In other words, the public has concluded that the war is a bad idea and was a mistake to begin with (as the Qunnipiac University poll cited above and many other polls have found). And, politically, that is very, very consequential. But don't take my word for it. Here are the words of the good Dr. Feaver and a colleague in their paper, "Iraq the Vote: Retrospective and Prospective Foreign Policy Judgments, Candidate Choice, and Casualty Tolerance."

We show that prospective judgments of the likelihood of success in Iraq and retrospective judgments of whether the war in Iraq was right are significant determinants of both vote choice and casualty tolerance. The prospective judgment of success is key in predicting casualty tolerance, while retrospective judgment of whether the war was right takes precedence in determining vote choice. [emphasis added]
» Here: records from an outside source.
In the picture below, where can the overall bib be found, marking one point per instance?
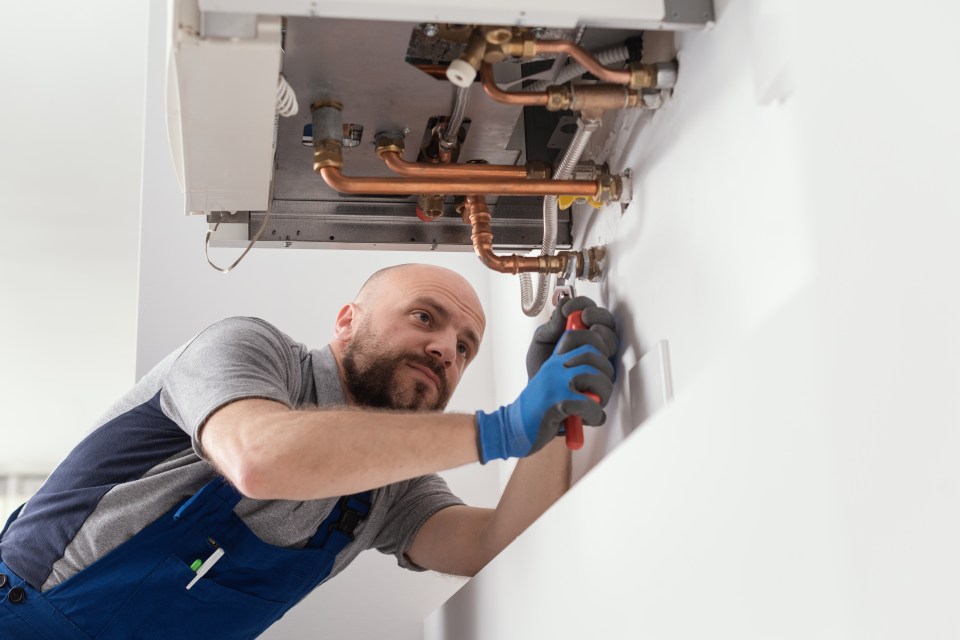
(139, 590)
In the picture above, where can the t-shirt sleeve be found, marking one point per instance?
(230, 360)
(421, 498)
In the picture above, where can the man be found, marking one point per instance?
(209, 500)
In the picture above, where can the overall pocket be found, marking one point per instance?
(163, 607)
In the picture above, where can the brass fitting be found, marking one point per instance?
(430, 206)
(327, 134)
(327, 153)
(522, 45)
(592, 99)
(642, 75)
(559, 97)
(611, 188)
(389, 141)
(662, 75)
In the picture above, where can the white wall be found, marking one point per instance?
(71, 122)
(300, 291)
(793, 237)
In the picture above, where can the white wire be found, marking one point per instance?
(286, 99)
In plain English, that means that, leaving aside the question of supporting the ongoing war effort, if people conclude the war was wrong and a bad idea to begin with, they want to vote against the party behind the war. What are people concluding right now? That the war was wrong and a bad idea. Therefore, according to their own public opinion guru, the idea that the Bush administration and the GOP can pull their political chestnuts out of the fire by insisting on the imminence of victory in Iraq is just plain wrong. The political corner has already been turned—and it's been turned against Bush and his party. No amount of victory-happy rhetoric, now or in the future, is likely to reverse that dynamic.


Why Can't the Public Lose Its Economic Pessimism?

Why indeed? According to the president, things are really quite jolly with the economy. He recently cited:

.....job gains, falling gasoline prices, rising consumer confidence, increasing business investment, relatively low unemployment and a strong housing market as evidence that the overall economy "is in good shape."

"Our economic horizon is as bright as it's been in a long time," he said.

And it is true that the most recent jobs report (215,000 additional jobs in November) and the most recent quarterly GDP growth rate (4.3 percent in the third quarter of this year) are pretty good figures. So why aren't those pesky voters singing Hosannas to the brilliant economic policies of the Bush administration? Why are they instead still rating the economy in the latest Gallup poll as only fair or poor (63 percent) and still taking the pessimistic view that the economy is getting worse (58 percent), rather than better (36 percent)?

It's possible that they've just been duped by the media. Or that they've transferred their discontent with the Iraq debacle onto the economy. But I prefer a different, simpler explanation: things just aren't that good for the average American.

That's Paul Krugman's point in his excellent December 5 column:

[T]he main explanation for economic discontent is that it's hard to convince people that the economy is booming when they themselves have yet to see any benefits from the supposed boom. Over the last few years G.D.P. growth has been reasonably good, and corporate profits have soared. But that growth has failed to trickle down to most Americans. . .

Even after adjusting for inflation, profits have risen more than 50 percent since the last quarter of 2001. But real wage and salary income is up less than 7 percent.

There are some wealthy Americans who derive a large share of their income from dividends and capital gains on stocks, and therefore benefit more or less directly from soaring profits. But these people constitute a small minority. For everyone else the sluggish growth in wages is the real story. And much of the wage and salary growth that did take place happened at the high end, in the form of rising payments to executives and other elite employees. Average hourly earnings of nonsupervisory workers, adjusted for inflation, are lower now than when the recovery began.

So there you have it. Americans don't feel good about the economy because it hasn't been good for them. Never mind the G.D.P. numbers: most people are falling behind.

And if that's true—and I think it is—Bush's insistence on a bright economic horizon is likely to strike most Americans as simply out of touch, thereby adding to, not mitigating, his current political problems.